Justice  /  Origin Story

The Short, Fraught History of the ‘Thin Blue Line’ American Flag

The controversial version of the U.S. flag has been hailed as a sign of police solidarity and criticized as a symbol of white supremacy.

In the 1950s, “The Thin Blue Line” was the title of a briefly running television show about the Los Angeles Police Department, masterminded by the chief, William H. Parker, who took advantage of Hollywood’s proximity to make public relations a key part of his tenure. He also opened up the department’s files to the writers of “Dragnet.”

Parker was known for unambiguous racism. He said some immigrants were “not far removed from the wild tribes of Mexico” and compared black residents participating in the Watts Riots—which stemmed in part from anger over his own department’s mistreatment—to “monkeys in a zoo.”

Parker used the phrase ‘thin blue line’ constantly in his speeches. The phrase was further popularized by the novels of Joseph Wambaugh, and it typified Parker’s philosophy: having served in the military, he wanted to end corruption and professionalize the police force.
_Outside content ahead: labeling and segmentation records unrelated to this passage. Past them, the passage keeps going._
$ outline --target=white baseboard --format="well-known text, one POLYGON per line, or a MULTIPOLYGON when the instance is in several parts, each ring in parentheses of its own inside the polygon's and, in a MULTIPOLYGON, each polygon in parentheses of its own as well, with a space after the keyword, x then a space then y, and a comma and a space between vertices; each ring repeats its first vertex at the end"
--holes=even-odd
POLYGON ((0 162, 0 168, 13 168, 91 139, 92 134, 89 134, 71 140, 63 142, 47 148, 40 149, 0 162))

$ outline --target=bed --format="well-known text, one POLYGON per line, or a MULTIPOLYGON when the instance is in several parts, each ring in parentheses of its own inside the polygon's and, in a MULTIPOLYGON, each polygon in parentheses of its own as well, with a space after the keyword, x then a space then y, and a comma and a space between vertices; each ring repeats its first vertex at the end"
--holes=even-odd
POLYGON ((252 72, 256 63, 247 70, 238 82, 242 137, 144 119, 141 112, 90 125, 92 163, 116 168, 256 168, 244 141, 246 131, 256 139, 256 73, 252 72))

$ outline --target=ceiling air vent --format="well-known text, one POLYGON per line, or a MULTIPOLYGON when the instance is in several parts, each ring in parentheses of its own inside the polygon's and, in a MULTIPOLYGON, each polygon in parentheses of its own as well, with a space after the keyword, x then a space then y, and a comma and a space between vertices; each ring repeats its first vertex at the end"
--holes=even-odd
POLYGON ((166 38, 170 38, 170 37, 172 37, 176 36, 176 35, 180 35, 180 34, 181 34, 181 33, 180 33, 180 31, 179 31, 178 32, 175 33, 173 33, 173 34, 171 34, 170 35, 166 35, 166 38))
In his view, the police “protected Western civilization from communists, progressive politicians, minorities, anybody who agitated for something that didn’t fit his very narrow scheme,” said Alisa Kramer, who wrote a 2007 dissertation on Parker's tenure. "There are a lot of parallels between Parker and Trump; Parker had no understanding of the complexities of poverty and racism."

After Parker’s sudden death in 1966, the city named the police headquarters after him. The Parker Center went on to be a primary site of protests in 1992 after police were filmed beating Rodney King.

Parker’s tenure augured a bigger shift towards militarism in police departments, which came to buy military gear directly from the Department of Defense. Criminologists Don L. Kurtz and Alayna Colburn have analyzed the language police officers use in formal interviews, and argue that the “thin blue line” idea is an example of popular culture informing internal police culture, highlighting “the assumed differences between officers and citizens and further progresses an ‘us versus them’ mentality among officers.”

The phrase gained another boost with Errol Morris’s 1988 film “The Thin Blue Line,” in which a Dallas judge quotes a prosecutor describing what separates “the public from anarchy.” The title was ironic, if not sly, since the film depicted how law enforcement sent an innocent man to death row.

Over the years, officers around the country occasionally placed stickers of a blue line surrounded by black on their cars. After the ambush of Dallas officers in 2016, the flag became a common sight in yards and on bumper stickers around the city, along with “Back the Blue” and “Thank a Cop” signs. Mourners wore blue neckties and hair ribbons at the funeral service, but the fallen officers’ caskets were draped with American flags.